Facebook has had some of the best fundamentals in the market over the past decade. Of course, this doesn’t mean that the growth will keep happening at these rates, but they have been on fire. Whether you like Facebook or not, you can’t deny they make a ton of money very consistently. On the chart below, you can see that in 2014 they had around $12 billion in revenue. In 2021, Facebook sat just under $118 billion in revenue. That is some pretty crazy growth. Even from 2020 to 2021, their growth was insane. 

 
Using our new Stock Analysis Dashboard, you can really see Facebook’s growth. The dashboard is extremely useful for looking at a company’s fundamentals so you can determine whether or not to buy their stock. It’s an amazing tool that the entire StockedUp team uses on a regular basis. It’s reassuring to see how well Facebook did in 2020 and 2021 on these graphs right after the pandemic. They are cash flow positive, they can easily pay off the little debt that they have, and their revenue is constantly growing. Facebook is a powerhouse. You can even see in the quarterly chart below, that they have been doing very well over the past year also.
 
  


 Looking at their price/sales ratio and all of the other fundamental data, we believe Facebook stock is at a reasonable price point to buy after this recent dip. We are seeing very consistent profits with Facebook and they are constantly innovating. They just changed their company name to “Meta”, so they are not even technically called “Facebook” anymore. They own Oculus, which makes VR headsets that should do well with the metaverse. The metaverse is an exciting place, and of course, “Meta” (formerly known as Facebook) will play a huge role in its development. Facebook has also been growing in the AI industry. There is so much potential for the long term when you start diving into everything that Facebook/Meta has been doing.    

Facebook’s Technicals
 
Since Facebook took this huge tumble, they have approached and bounced off of major support levels around $220. They touched the crucial $220 level back on July 25th, 2018, again in Jan/Feb of 2020, and lastly on August 29th/July 1st of 2020. I circled the individual bounces so they are easier to see on the chart. $220 has been a key support level over the past few years and we’re back at it.
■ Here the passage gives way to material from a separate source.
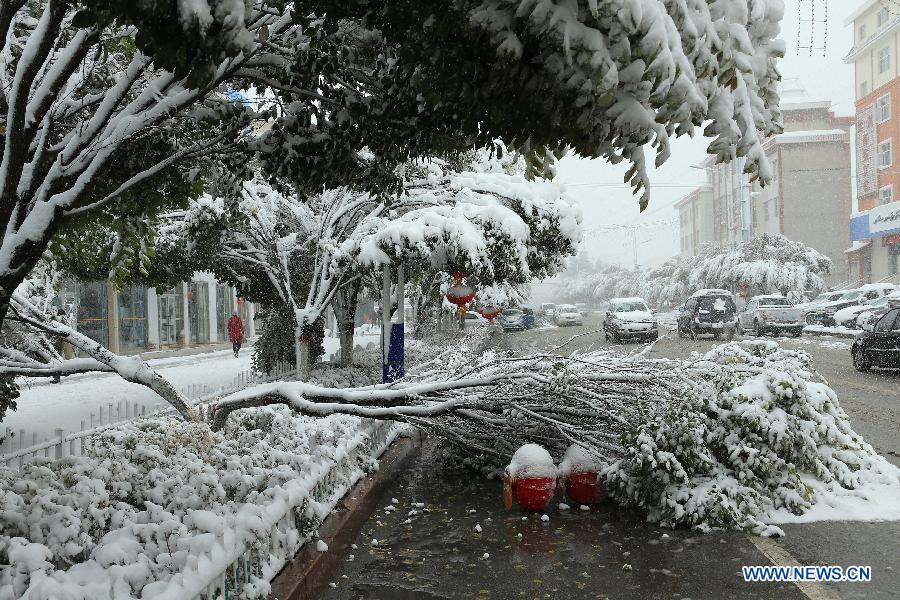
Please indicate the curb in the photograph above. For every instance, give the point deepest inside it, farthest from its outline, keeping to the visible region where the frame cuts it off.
(308, 573)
 If we do fall through the $220 support, that doesn’t mean to just sell out of your Facebook shares. $200 is still a solid level after $220. Buying a great company at a 40% discount from highs is amazing. It is hard to pass up this opportunity since their fundamentals are solid. The technicals are lining up well for a longer-term play too. There is a huge gap to fill from $240 back up to $300. Realize it might take a while before recovering, so plan on holding for a while if you do buy in.
 
Final Thoughts - Are We Buying Facebook Below $250?
 
 While Facebook or Meta might not explode right away, sometimes it takes a while to recover. We really like Facebook for shares or short puts down here at the lows. Getting into long-term positions will be key on Facebook and other beaten-down tech stocks. Just be prepared to hold. Facebook has a lot of great reasons why you should buy them, like their fundamentals being sound, their technicals lining up, and because they innovate all the time. It’s hard to pass them up when looking at everything together!

  This might not be the bottom on Facebook, but getting shares and averaging in will be so important over the next few months. Shorting puts and then implementing the wheel strategy would be impressive for a play on $FB. Here is a great video showing you how to set that up!! You pretty much short puts, possibly get shares, then sell covered calls with the shares you acquire. It’s an excellent way to play stocks for the long term and while having the odds in your favor. It can seem daunting to newer traders, but the time and effort put into learning the wheel will most definitely pay off.